Take any issue that you’ve actually heard a lot about. The headline clashes. The big-ticket bills. They’ve all got money on both sides. They’ve all got platoons of lobbyists swarming onto Capitol Hill. They’ve all got activists and interest groups and even ordinary Americans pestering their congressmen. And they all go the same way: the Democrats vote with the Democrats, and the Republicans vote with the Republicans.
That’s true even when the big money lines up in favor of another outcome. In 2011, the Chamber of Commerce and the AFL-CIO joined together to call for a major reinvestment in American infrastructure. None passed. In 2010, most of the health care industry was either supportive or neutral on the Affordable Care Act, and if any one of them could have swung the votes of even a few Republican senators or congressmen, the desperate Democrats would have let them write almost anything they wanted into the bill. But not one Republican budged. In 2009, the Chamber of Commerce endorsed the stimulus bill as a necessary boost to the economy. Not one House Republican voted for it. Almost every major business group has been calling for tax reform and a big, Simpson-Bowles-like deficit reduction package for years now. But Congress remains deadlocked.

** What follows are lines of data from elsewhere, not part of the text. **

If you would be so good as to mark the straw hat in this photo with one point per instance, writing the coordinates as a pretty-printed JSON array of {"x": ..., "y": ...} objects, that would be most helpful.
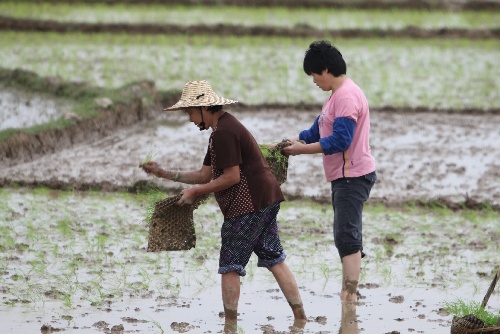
[{"x": 198, "y": 94}]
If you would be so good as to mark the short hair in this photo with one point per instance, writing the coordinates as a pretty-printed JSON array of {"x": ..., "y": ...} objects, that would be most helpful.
[{"x": 322, "y": 55}]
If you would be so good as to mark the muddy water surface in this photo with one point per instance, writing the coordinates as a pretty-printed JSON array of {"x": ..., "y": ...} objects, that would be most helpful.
[{"x": 77, "y": 262}]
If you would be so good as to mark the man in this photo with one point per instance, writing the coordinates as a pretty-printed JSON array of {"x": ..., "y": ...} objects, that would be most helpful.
[
  {"x": 341, "y": 134},
  {"x": 248, "y": 195}
]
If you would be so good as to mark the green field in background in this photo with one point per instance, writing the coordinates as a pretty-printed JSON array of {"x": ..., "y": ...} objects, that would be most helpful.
[
  {"x": 432, "y": 73},
  {"x": 320, "y": 18}
]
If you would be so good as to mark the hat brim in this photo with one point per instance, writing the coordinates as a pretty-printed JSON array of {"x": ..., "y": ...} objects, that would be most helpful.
[{"x": 207, "y": 102}]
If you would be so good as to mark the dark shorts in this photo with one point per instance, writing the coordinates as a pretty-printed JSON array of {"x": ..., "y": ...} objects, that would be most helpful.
[
  {"x": 348, "y": 198},
  {"x": 255, "y": 232}
]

Indeed, the more likely Americans are to have actually heard of the bill, the less likely money is to be the decisive factor in its fate. That’s not to say that lobbyists and interest groups don’t have a hand in the construction of these laws—before they came to a vote—and don’t have a say in the component parts. They do. The health care industry, for instance, was able to cut a slew of early deals with the Obama administration; and the industry’s power helped put out of consideration certain provisions, like a public option that would have partnered with Medicare to bargain down prices. The financial industry, disgraced as it was, managed to win a lot of battles in the Dodd-Frank financial regulation bill.
But in the end, it didn’t decide which votes ended up in the “nay” column and which ended up in the “aye” column. The leadership of the two parties did. Which is to say that while moneyed interests are decisive in passing laws and influencing provisions that few Americans care about, they’re much weaker on the issues where Americans are actually watching. But those issues are the ones that have convinced America that Washington is broken. Which suggests that as big a problem as money is in politics—and make no mistake, it is a big problem, as the rise of the Super PACs shows all too clearly—it is not the only one, and it is probably not even the worst one.